Grávida que teve pedido para interromper gravidez negado pelo Supremo faz aborto na Colômbia

om nove semanas de gestação e nenhuma previsão de resposta definitiva do Judiciário brasileiro sobre o pedido que fez para realizar um aborto, Rebeca Mendes Silva tomou uma decisão sem volta –fez o procedimento de interrupção da gravidez de forma legal, na Colômbia.

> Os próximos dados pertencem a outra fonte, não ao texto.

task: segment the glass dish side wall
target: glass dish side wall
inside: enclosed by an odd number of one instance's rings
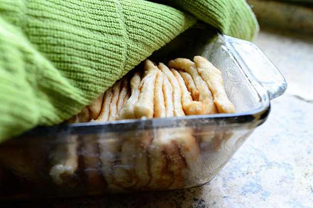
[[[0,195],[69,196],[201,186],[219,172],[252,132],[250,124],[244,126],[84,135],[67,132],[24,138],[22,145],[10,141],[0,146]]]
[[[207,57],[238,113],[36,128],[0,145],[0,195],[146,191],[210,180],[269,113],[267,89],[226,38],[196,27],[151,58]]]

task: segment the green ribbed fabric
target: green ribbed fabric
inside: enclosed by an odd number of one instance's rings
[[[0,0],[0,141],[77,113],[196,17],[247,39],[258,29],[244,0],[173,2]]]

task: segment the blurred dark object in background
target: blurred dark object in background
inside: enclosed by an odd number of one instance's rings
[[[313,34],[313,0],[247,0],[262,28]]]

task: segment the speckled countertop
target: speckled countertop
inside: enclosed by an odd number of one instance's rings
[[[255,43],[280,69],[289,88],[283,96],[272,101],[267,122],[209,183],[181,190],[19,202],[14,205],[313,208],[313,38],[263,30]]]

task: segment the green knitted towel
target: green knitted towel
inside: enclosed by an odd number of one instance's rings
[[[258,30],[244,0],[0,0],[0,141],[77,113],[196,18]]]

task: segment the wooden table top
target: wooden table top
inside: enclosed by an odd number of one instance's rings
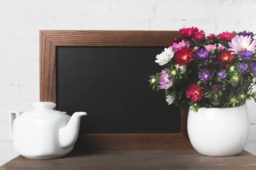
[[[225,157],[204,156],[194,150],[73,152],[55,159],[19,156],[0,167],[4,170],[256,170],[256,156],[246,151]]]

Em entrevista à BBC Brasil, ela se disse segura sobre a escolha de não seguir adiante com a gestação. “Me sinto muito aliviada de ter seguido por esse rumo. Por estar onde estou agora. Não sinto tristeza, não me sinto angustiada. Me sinto aliviada por estar onde estou.”

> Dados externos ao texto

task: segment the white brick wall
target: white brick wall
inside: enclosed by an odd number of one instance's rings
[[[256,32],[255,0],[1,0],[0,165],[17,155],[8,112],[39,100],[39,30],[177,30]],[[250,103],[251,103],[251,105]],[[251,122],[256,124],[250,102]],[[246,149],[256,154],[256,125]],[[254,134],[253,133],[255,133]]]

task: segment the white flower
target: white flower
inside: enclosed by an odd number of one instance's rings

Estudante de Direito e mãe de dois meninos, um de 9 anos e outro de 6, Rebeca descobriu a gravidez no dia 14 de novembro e pediu ao Supremo Tribunal Federal (STF) uma liminar (decisão provisória) que a autorizasse a abortar.

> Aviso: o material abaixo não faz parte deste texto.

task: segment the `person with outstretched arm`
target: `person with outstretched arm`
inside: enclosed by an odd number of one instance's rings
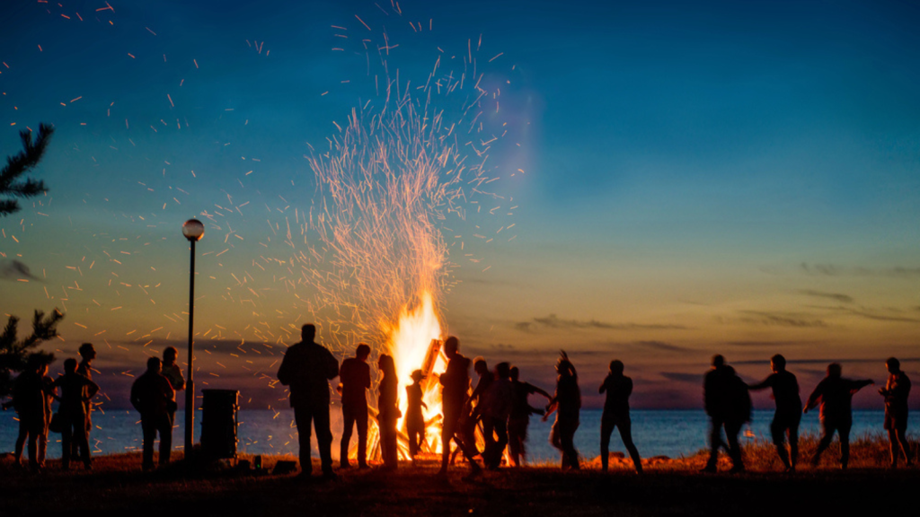
[[[802,418],[802,399],[799,396],[799,381],[795,374],[786,370],[786,358],[776,354],[770,358],[770,373],[764,382],[751,385],[748,389],[757,391],[770,388],[776,403],[776,411],[770,423],[770,434],[776,454],[786,465],[787,472],[794,472],[799,461],[799,423]],[[788,436],[789,448],[786,450]]]
[[[854,381],[841,377],[843,368],[837,362],[827,366],[827,376],[824,377],[805,403],[803,413],[808,413],[821,403],[821,442],[818,450],[811,458],[811,466],[818,466],[821,454],[831,444],[834,433],[840,438],[840,467],[846,468],[850,459],[850,428],[853,427],[853,396],[857,391],[874,385],[871,379]]]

A ação foi elaborada pelo PSOL e pelo Anis – Instituto de Bioética, que argumentaram que a criminalização do aborto fere princípios e direitos fundamentais garantidos na Constituição, como dignidade, liberdade e saúde.

A relatora, ministra Rosa Weber, não chegou a analisar os argumentos do pedido. Ela afirmou que a ação utilizada –a Arguição de Descumprimento de Preceito Fundamental (ADPF)– não serve como remédio jurídico para situações individuais concretas, mas sim para questões abstratas.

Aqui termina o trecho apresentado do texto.